Now, this might seem like a goofy way to come up with a “percent chance” with simulated elections and all. But it turns out it is actually a pretty important thing to know and relevant to those of us on the East Coast right now. It turns out weather forecasts (and projected hurricane paths) are based on the same sort of thing — simulated versions of the weather are run and the “percent chance of rain” is the fraction of times it rains in a particular place.

So Romney may still win and Obama may lose — and Silver may still get a lot of it right. But regardless, the approach taken by Silver is not based on politics, it is based on statistics.

Don’t fear the black box.

• There’s something about probabilities in the 60-75% range that people just don’t get.

I guess it’s because we’re used to things like polls and political divides that are newsworthy and controversial being just a few % points away from 50% – and in that context, when counting things, and breaking down actual distributions, 60-75% is a strong powerful rare majority.
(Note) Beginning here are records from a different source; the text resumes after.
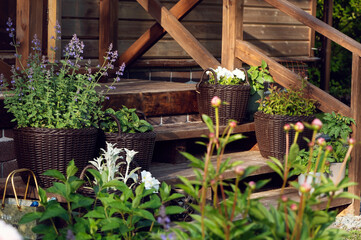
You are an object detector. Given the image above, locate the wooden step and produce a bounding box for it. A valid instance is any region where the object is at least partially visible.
[150,151,273,185]
[98,79,198,117]
[154,122,254,141]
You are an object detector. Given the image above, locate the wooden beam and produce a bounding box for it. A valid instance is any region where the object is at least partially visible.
[222,0,243,70]
[137,0,220,69]
[119,0,201,66]
[99,0,118,64]
[0,60,12,84]
[47,0,62,62]
[347,54,361,215]
[236,40,352,117]
[16,0,44,66]
[265,0,361,56]
[321,1,333,92]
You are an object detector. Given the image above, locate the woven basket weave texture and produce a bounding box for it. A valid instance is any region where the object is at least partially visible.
[197,69,251,125]
[14,127,98,188]
[254,112,315,160]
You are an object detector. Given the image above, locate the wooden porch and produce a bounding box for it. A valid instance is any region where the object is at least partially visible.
[0,0,361,214]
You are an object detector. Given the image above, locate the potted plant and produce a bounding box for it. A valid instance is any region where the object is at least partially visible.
[247,60,274,121]
[100,106,156,170]
[254,83,316,159]
[1,19,120,187]
[197,67,251,125]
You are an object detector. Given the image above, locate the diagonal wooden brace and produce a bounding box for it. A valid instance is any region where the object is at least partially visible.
[137,0,220,69]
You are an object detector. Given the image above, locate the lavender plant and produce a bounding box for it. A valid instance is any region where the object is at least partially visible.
[0,19,124,129]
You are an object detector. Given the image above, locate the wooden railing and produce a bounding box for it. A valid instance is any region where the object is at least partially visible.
[229,0,361,215]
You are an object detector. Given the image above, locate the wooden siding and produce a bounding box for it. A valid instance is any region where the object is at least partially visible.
[62,0,314,62]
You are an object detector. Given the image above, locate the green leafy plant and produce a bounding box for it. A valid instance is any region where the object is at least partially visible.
[321,112,356,162]
[207,66,246,85]
[247,60,274,95]
[100,106,153,133]
[258,86,316,116]
[20,161,184,239]
[0,19,124,129]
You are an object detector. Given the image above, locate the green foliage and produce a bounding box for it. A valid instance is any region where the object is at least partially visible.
[258,86,316,116]
[19,161,184,240]
[100,106,153,133]
[321,112,356,162]
[247,60,274,95]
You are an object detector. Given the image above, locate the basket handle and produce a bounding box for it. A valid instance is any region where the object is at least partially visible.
[1,168,39,210]
[196,68,218,93]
If there are 100 people in the room, and 53 of them are wearing blue shirts and 47 wearing red shirts (a small blue majority) eyeballing it, you’d have a feeling there were more blue shirts than red shirts. How confident would you be that you were right? Somewhat – you’d trust your judgement substantially more than a coin flip or guess – but not very. Somewhere in the 60-75% range.

That’s very very different to thinking there are 60-75% blue shirts. If there was such a strong majority of blue shirts, you’d be almost 100% certain that there were more blue than red.

A 60-75% distribution is a big, solid lean one way. A 60-75% probability is a small lean one way. It’s like rolling a 1,2,3 or 4 on a 6-sided dice. You might bet a little on it, but you wouldn’t bet much.

• I think in general, communicating odds as natural frequencies, with percentages as a more accurate backup, helps reduce confusion.

“The chances of Obama winning the election are 72%” sounds like a big, solid lead.

“The chances of Obama winning the election are around 7 in 10 (72%)” frames it in a way which helps you better appreciate that, while it’s more likely to happen than to not happen, it’s not something to bet your house on.

Also, this way does not invite comparison with other %-communicated figures like expected share of the vote.

• A fun exercise is to run Nate Silver through his own black box, asking “Is he biased’ as you work through is book (answer: 41% odds that he’s biased). Regardless, the bayesian template in his book is outstanding, simple and clear.

• Raphael

The criticism is also based on the assumption that Nate Silver is gay: http://www.queerty.com/right-wing-analyst-says-nate-silver-is-too-much-of-a-sissy-to-crunch-poll-data-20121031/

When you’re a bigot, numbers and facts don’t mean much to you.

• Only over time (multiple election cycles) will we be able to evaluate Silver’s predictions since they are inherently probabilistic. Whether or not Romney or Obama wins will not prove the ~70% figure wrong. I think most people probably don’t get that.